We were very fortunate to witness the arrival of the supply ship, which apparently came  only once every 3 months. Everyone turned up on the dock and helped off- load animals and goods. Fuel barrels were rolled into the main street and pigs in wooden crates were left standing in the heat, awaiting the next leg of their passage.

     the supply ship arrives

The local shop owner, Sia, invited us all to a fund raising venue at the church, where a traditional feast was laid out on the grass. The church elders collected money, while the women sang and beat sticks on the walls (typical for fund raising). The food was  laid out on leaves and everyone seated themselves in long rows . Whole roast pigs (and piglets) were decorated with ribbons and sausages and there was lobster and fish, baked in leaves.

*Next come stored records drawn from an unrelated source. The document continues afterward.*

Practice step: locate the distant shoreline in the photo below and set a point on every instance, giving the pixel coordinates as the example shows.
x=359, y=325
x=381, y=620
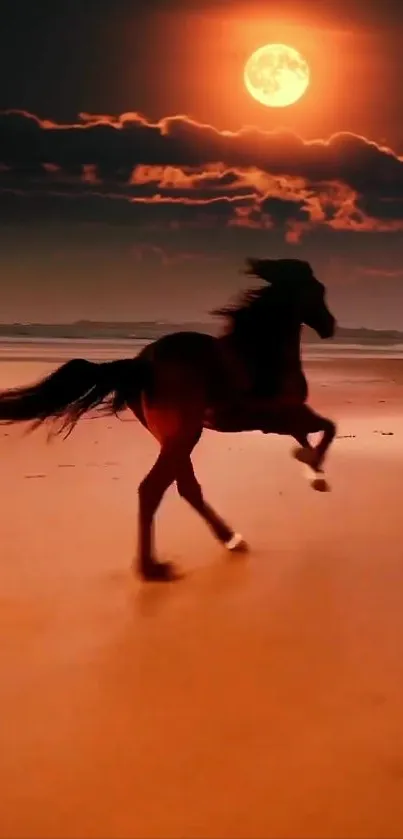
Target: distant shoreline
x=150, y=331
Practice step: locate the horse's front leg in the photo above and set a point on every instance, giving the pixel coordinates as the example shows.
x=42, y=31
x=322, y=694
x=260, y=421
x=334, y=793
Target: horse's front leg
x=313, y=457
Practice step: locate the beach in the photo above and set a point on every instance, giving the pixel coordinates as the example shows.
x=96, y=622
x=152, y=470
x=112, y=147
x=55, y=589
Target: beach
x=260, y=696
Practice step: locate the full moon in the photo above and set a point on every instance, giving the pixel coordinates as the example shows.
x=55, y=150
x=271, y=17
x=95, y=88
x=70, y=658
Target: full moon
x=276, y=75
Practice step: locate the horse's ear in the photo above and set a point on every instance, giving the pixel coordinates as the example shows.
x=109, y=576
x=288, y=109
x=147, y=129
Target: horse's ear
x=259, y=268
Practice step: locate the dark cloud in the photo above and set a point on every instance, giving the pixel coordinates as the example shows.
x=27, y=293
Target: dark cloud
x=128, y=169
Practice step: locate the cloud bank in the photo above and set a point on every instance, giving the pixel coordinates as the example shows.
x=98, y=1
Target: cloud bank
x=180, y=173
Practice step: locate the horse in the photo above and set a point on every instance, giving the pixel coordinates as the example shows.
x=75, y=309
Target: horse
x=249, y=377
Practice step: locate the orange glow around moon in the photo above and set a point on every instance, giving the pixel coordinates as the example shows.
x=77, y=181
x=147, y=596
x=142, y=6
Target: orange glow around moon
x=276, y=75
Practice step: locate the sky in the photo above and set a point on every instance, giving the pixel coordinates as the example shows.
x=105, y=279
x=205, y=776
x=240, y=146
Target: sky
x=137, y=172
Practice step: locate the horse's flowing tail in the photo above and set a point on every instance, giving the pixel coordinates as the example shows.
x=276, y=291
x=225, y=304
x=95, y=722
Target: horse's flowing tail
x=73, y=389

       church fund raiser and feast

The next day was the last day of school, and all the boat kids were invited to the local school for a day of dancing and singing.

    last day of term

An excursion up to the top of the mountain was arranged by Vienna, the school teacher, who's six siblings accompanied us. The girls off Ruby Slippers joined us and the walk took everyone through the jungle and farmland to the famous fresh, water pools, where a cool swim was welcomed. From the top of the mountain one could see the volcano island of and we even saw a humpback whale breaching!! On the way back the kids were able to borrow two horses for the ride home, although it meant they had to ride two-and two....bareback.


 One cannot help but notice that the general hygiene of the islanders is lacking, and they had diseases and illnesses , such as infectious sores, threadworm and lice. We were also shocked by the amount of pigs and dogs roaming the island. Pigs slept under hammocks, dug under the thatched houses and ran along the beaches in their search for food. Dogs roamed everywhere, puppies of all shapes and sizes, ghastly thin. We picked up a little puppy at Sias house, that was in a very poor state, and offered to nurse it back to help in the days we were there. We took "Dobby" as she was called, back to the boat and de-wormed her, de-fleed her and fed her. After 5 days she was back on her feet and full of energy.

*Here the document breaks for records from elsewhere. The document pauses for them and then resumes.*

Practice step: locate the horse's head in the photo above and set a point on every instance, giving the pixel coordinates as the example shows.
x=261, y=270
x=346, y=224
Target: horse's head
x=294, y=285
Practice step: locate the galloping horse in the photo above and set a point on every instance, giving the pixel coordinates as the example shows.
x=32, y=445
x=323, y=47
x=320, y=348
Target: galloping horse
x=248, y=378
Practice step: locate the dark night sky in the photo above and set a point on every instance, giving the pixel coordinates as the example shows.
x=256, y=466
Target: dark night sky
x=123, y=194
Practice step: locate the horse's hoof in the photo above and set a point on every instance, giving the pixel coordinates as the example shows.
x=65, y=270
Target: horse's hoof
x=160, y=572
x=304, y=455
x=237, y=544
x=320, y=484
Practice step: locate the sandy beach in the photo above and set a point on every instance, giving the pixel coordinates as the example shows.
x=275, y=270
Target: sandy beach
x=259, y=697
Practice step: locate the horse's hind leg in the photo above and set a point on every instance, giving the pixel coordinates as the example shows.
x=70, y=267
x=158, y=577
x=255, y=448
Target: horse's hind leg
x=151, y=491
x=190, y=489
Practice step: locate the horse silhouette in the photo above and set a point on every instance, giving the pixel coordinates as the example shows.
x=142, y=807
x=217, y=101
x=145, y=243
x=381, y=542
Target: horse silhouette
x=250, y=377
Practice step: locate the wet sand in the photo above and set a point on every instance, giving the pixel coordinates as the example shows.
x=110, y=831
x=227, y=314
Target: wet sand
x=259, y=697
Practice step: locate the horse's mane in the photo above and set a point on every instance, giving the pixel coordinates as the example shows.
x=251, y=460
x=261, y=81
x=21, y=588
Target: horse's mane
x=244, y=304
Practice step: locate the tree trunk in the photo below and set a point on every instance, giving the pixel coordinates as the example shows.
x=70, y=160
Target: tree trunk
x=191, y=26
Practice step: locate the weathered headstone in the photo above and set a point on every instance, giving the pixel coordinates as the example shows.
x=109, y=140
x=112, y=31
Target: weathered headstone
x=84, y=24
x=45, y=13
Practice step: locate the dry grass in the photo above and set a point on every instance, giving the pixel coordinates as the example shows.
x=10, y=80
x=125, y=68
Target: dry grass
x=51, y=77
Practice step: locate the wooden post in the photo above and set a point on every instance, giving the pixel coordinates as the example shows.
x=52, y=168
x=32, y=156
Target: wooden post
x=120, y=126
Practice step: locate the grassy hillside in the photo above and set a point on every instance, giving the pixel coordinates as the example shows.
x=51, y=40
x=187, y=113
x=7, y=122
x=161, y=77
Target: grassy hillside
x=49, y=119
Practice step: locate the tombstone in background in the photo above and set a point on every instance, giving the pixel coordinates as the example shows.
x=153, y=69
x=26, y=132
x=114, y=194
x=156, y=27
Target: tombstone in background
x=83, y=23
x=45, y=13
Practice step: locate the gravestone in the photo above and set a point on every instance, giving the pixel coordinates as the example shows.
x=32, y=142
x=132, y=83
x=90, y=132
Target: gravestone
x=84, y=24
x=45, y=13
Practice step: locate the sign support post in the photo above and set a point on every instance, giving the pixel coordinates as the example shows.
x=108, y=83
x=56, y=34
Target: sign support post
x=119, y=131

        Camilla and "Dobby"

Having spent eight days in nuietaputapo, we left in the morning and headed out the pass. We were met by about six humpback whales, some with babies. We were given a spectacular show by a humpback that breached right next to us, sending up a huge splash of water. Although we only saw a tiny piece of Tonga, we decided it was one of the most primitive and traditional place we have seen so far, and with all its poverty, it had a certain amount of charm.